Having observed two potential miR-193a-3p sites on KRas (nucleotide positions 302–308 and 1073–1079 of the 3′UTR), we wanted to determine the importance of each of the identified sites in targeting KRas. We developed luciferase constructs utilizing the KRas 3′UTR with either no mutations (WT), or the first site (S1), the second site (S2) or both sites mutated (B) (Figure 2D). Expression of these constructs in A549 lung cancer cells in combination with miR-193a-3p showed that the miR is able to target both sites on the KRas 3′UTR suggesting that either of the two miR-193a-3p binding sites is sufficient to target KRas. Only when both sites are mutated did we observe rescue of luciferase activity in the presence of miR-193a-3p (Figure 2E).

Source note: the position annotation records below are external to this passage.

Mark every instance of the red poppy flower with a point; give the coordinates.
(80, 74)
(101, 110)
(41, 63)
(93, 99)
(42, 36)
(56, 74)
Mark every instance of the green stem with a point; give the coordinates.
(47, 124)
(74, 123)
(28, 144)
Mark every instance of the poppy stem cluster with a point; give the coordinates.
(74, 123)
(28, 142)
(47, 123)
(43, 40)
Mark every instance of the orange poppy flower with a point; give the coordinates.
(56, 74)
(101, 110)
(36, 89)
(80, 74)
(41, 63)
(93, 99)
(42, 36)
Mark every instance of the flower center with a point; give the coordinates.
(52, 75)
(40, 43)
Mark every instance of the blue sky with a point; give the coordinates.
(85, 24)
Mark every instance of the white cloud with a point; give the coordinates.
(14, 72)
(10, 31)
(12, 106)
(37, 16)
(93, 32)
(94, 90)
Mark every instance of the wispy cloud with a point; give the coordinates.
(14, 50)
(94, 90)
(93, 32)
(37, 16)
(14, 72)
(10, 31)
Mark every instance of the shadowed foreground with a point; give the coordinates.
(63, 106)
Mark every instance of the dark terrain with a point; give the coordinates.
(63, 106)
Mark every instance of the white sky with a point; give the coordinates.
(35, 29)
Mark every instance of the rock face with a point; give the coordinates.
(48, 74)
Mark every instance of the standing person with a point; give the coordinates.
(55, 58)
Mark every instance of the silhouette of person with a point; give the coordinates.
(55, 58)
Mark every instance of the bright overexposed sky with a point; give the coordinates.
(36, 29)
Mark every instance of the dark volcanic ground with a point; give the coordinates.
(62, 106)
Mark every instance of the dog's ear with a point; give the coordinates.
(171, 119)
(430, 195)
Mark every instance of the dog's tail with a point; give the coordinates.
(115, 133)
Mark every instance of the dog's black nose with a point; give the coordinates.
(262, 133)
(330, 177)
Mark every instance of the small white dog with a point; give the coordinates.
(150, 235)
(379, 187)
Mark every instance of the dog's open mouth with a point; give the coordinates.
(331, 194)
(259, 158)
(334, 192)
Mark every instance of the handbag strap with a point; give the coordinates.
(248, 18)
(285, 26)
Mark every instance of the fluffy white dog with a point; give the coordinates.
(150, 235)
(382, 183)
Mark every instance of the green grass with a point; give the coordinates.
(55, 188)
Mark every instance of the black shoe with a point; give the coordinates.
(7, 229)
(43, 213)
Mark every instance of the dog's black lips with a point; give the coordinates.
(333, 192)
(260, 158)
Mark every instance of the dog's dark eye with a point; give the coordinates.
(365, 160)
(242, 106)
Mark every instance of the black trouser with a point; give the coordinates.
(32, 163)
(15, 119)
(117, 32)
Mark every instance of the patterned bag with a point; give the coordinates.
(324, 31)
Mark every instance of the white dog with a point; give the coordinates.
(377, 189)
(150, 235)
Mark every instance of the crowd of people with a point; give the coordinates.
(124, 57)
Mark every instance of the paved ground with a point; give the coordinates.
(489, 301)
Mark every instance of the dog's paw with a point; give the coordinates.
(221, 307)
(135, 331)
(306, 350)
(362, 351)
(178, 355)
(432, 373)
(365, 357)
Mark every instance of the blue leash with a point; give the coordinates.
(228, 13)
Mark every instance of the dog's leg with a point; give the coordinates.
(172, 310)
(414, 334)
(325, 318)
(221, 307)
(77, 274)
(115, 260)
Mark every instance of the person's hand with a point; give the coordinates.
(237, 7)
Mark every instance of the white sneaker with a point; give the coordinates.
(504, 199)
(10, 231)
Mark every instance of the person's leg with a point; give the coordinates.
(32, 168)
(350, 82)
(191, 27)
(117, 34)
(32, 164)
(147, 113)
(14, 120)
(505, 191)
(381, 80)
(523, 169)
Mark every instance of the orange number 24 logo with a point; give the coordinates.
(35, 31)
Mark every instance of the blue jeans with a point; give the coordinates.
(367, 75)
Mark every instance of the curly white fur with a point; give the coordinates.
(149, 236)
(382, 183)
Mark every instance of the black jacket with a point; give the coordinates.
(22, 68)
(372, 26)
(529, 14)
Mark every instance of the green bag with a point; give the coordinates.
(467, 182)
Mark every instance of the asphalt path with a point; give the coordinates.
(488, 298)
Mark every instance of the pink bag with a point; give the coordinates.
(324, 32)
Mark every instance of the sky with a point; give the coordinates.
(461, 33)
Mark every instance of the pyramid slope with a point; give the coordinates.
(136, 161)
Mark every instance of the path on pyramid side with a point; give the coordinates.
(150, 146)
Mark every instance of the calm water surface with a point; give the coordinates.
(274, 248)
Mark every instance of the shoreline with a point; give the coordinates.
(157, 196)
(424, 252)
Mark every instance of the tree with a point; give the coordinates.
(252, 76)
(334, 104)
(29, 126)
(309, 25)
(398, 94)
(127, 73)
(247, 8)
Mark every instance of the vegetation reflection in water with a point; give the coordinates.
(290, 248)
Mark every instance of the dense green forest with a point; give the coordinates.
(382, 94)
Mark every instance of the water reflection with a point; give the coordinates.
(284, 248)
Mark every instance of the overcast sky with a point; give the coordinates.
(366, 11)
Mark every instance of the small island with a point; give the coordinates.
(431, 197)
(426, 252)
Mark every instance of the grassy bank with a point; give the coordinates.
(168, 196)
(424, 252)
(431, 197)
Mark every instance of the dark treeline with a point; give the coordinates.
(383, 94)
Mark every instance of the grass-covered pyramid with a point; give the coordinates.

Given the multitude of potential miRNA targets, we performed gene expression profiling by microarray to determine global effects of miR-193a-3p. The ratio of gene expression in A549 lung cancer cells transfected with miR-193a-3p was determined relative to the control miRNA, and a network of the top 300 downregulated interactions was determined after edge flux analysis using Netwalker(24, 25) (http://www.netwalker suite.org). To determine the potential for miR-193a-3p to regulate the resulting network through KRas, we intersected the network with that of our KRas signature. Figure 3A shows the downregulated KRas gene network upon transfection with miR-193a-3p, demonstrating that miR-193a-3p regulates multiple genes through the downregulation of KRas and the resulting decrease in signaling through the KRas pathway. Analysis of the GO terms associated with the network revealed that approximately half of the nodes were related to various cell cycle processes, as well as specific cell division-related functions including centrosome organization and DNA packaging (Figure 3A, B). Together, these data suggest a prominent role for miR-193a-3p in regulating the cell cycle through the direct modulation of KRas.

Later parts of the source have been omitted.